What is missing in this calculation is the long-term risk in creating immunological monoculture. Even if a certain vaccination might protect against a known threat, everyone receiving the same treatment will make the entire population more volatile to unknown threats. The vaccination industry cannot make a rational balance which one is the bigger risk for humanity, but will always tend to see the unknown threat as the next business opportunity. The effects of this are well known from the software industry (ironically just those softwaremakers which now relocate their wealth into the vaccination industry).

From the aspect of intergenerational justice however the wisest thing to do about contagious diseases would be to tackle the root cause of their increase, the animal overpopulation.
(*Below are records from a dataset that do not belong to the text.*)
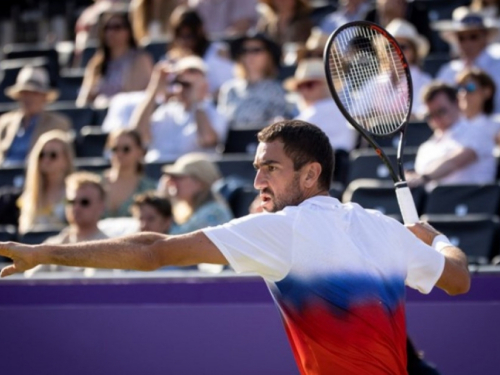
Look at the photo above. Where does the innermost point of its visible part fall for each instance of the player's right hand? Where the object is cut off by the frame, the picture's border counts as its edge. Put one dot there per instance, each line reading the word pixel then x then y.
pixel 24 257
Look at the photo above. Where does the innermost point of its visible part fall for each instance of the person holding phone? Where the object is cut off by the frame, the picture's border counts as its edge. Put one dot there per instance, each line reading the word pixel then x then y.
pixel 185 121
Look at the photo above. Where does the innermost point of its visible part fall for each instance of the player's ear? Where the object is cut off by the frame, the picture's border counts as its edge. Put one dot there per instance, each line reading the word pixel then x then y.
pixel 312 174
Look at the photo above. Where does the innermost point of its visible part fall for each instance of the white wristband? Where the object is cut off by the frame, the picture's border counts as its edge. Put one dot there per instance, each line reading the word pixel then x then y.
pixel 440 242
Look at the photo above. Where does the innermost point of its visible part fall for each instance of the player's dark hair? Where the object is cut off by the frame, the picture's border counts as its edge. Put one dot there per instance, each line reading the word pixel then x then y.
pixel 303 143
pixel 434 89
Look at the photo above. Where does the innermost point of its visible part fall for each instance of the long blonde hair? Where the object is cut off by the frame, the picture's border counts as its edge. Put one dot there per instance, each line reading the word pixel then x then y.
pixel 34 187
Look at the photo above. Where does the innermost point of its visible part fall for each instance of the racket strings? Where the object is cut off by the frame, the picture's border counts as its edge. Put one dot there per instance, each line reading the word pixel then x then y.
pixel 369 79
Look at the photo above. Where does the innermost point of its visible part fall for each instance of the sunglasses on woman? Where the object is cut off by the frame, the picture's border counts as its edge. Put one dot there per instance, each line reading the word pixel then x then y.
pixel 468 87
pixel 84 202
pixel 52 155
pixel 124 149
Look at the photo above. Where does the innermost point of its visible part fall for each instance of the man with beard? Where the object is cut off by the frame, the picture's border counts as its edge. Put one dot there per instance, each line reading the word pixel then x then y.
pixel 337 272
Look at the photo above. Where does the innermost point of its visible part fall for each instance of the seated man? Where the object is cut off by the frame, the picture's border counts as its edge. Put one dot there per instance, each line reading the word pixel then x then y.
pixel 457 152
pixel 20 129
pixel 153 212
pixel 85 198
pixel 186 121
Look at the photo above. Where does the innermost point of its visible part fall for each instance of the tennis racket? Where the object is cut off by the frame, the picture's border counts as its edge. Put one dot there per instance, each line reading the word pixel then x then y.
pixel 370 81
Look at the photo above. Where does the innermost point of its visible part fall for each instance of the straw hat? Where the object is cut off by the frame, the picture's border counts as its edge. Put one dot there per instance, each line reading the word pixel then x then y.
pixel 194 165
pixel 400 28
pixel 307 70
pixel 32 79
pixel 464 19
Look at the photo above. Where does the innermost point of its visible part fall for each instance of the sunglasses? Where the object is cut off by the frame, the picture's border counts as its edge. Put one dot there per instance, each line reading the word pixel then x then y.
pixel 114 27
pixel 253 51
pixel 84 202
pixel 438 113
pixel 469 37
pixel 307 85
pixel 52 155
pixel 468 87
pixel 124 149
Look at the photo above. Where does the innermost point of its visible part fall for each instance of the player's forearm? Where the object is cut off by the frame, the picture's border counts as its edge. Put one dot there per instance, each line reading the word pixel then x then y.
pixel 133 252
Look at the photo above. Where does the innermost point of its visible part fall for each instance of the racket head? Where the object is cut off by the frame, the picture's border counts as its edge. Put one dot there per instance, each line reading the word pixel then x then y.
pixel 369 78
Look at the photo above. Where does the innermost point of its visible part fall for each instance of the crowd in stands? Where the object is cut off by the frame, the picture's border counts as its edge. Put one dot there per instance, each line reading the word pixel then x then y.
pixel 174 82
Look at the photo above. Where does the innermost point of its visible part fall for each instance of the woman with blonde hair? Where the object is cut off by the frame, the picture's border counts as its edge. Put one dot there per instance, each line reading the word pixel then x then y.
pixel 126 176
pixel 118 64
pixel 49 163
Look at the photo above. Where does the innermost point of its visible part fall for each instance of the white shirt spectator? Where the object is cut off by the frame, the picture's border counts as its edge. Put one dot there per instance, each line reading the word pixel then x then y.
pixel 485 61
pixel 327 116
pixel 419 80
pixel 174 131
pixel 460 135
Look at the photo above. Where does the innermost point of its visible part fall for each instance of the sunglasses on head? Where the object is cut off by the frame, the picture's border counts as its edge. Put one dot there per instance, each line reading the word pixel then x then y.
pixel 52 155
pixel 84 202
pixel 252 50
pixel 124 149
pixel 437 113
pixel 469 87
pixel 307 85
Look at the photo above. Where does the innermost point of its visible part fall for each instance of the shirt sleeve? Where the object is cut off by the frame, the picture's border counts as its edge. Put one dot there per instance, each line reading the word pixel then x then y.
pixel 259 243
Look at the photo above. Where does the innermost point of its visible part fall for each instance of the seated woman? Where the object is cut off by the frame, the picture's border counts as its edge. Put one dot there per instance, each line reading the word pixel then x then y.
pixel 49 163
pixel 126 176
pixel 188 183
pixel 190 38
pixel 256 97
pixel 476 93
pixel 117 66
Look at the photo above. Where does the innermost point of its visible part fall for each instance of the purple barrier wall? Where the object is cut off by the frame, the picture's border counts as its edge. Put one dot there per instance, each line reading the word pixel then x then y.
pixel 207 326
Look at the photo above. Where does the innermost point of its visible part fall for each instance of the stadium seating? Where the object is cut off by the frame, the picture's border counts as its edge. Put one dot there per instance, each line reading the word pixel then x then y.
pixel 462 200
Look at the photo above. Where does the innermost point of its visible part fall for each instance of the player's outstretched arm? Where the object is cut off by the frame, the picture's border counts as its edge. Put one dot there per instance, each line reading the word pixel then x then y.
pixel 455 278
pixel 142 252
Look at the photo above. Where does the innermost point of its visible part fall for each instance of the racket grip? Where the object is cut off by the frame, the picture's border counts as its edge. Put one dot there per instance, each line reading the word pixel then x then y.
pixel 406 204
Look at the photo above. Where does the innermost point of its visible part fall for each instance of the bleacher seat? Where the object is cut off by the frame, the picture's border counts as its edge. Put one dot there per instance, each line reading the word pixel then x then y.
pixel 157 48
pixel 417 132
pixel 475 235
pixel 365 164
pixel 461 200
pixel 241 141
pixel 38 235
pixel 80 117
pixel 90 142
pixel 380 196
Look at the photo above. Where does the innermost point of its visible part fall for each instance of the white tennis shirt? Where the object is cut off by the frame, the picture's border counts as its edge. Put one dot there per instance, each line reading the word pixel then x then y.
pixel 338 274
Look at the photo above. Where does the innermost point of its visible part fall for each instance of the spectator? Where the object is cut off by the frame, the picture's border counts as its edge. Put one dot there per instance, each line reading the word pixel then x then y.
pixel 285 21
pixel 415 48
pixel 150 18
pixel 190 38
pixel 85 199
pixel 117 66
pixel 237 17
pixel 476 91
pixel 413 11
pixel 457 153
pixel 470 33
pixel 349 11
pixel 49 163
pixel 126 176
pixel 21 128
pixel 256 97
pixel 188 183
pixel 316 105
pixel 186 121
pixel 153 212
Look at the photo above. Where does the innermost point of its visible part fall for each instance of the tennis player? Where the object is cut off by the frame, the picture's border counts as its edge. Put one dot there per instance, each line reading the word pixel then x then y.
pixel 336 271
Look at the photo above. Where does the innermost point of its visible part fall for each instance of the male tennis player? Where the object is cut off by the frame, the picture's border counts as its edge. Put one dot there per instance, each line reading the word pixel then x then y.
pixel 336 271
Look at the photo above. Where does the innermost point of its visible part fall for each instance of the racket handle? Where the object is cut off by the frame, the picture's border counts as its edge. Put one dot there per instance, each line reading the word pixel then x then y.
pixel 406 203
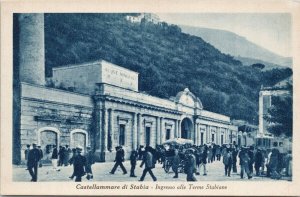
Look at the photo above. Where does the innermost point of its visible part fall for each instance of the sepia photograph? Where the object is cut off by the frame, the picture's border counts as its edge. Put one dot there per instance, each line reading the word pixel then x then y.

130 Pacific moderate  Wed, Feb 3, 2010 9:17:34am

re: #126 ovoid
Wakefield isn't particularly associated with the alleged vaccine mercury (thimerosal) autism connection. That connection actually had some epidemiological and experimental data supporting it in the 1990s and early 2000s. Coupled with ethical lapses in the pharmaceutical industry and the decline of science-based medical research oversight during the second Bush administration, there was ample reason to suspect a connection. As it turned out, the connection did NOT pan out after more thorough research over the past five years (e.g., the lack of a falloff in new autism diagnoses in California once the thimerosal-free cohorts started reporting), but it was still worth investigating.

Wakefield's association, however, is with the far more fringe-like association of MMR with autism, a position that is controversial even within the DAN community. Though I'm convinced that there's nothing there, I'm still concerned about elements of this case that seem to have taken on the quality of a witch hunt.

131 Stevie the K  Wed, Feb 3, 2010 12:09:17pm

as a result of all this I am through doubting all the global warming data.
'Cause as we all know, there's total certainty about all of this.

132 ak47pundit  Wed, Feb 3, 2010 1:22:22pm

Now, how long it will take to convince the multitudes of credulous anti-vaxxers that the study really is wrong, or how long should we wait to hear calls of a conspiracy voiding the study from the anti-vaxxers?

133 Lib Wingnut  Wed, Feb 3, 2010 5:00:09pm

As the parent of an 8-year-old boy and a 15-month old girl in NYC, this has been an ongoing, very emotional debate amongst our friends. This study has been the linchpin of many, many arguments we've had. I'm hoping this retraction changes some minds (minds that, sadly, in our little group, are usually desperate parents of autistic kids) and brings people back into the fold of scientific rationality. Thank you, Charles. We love you!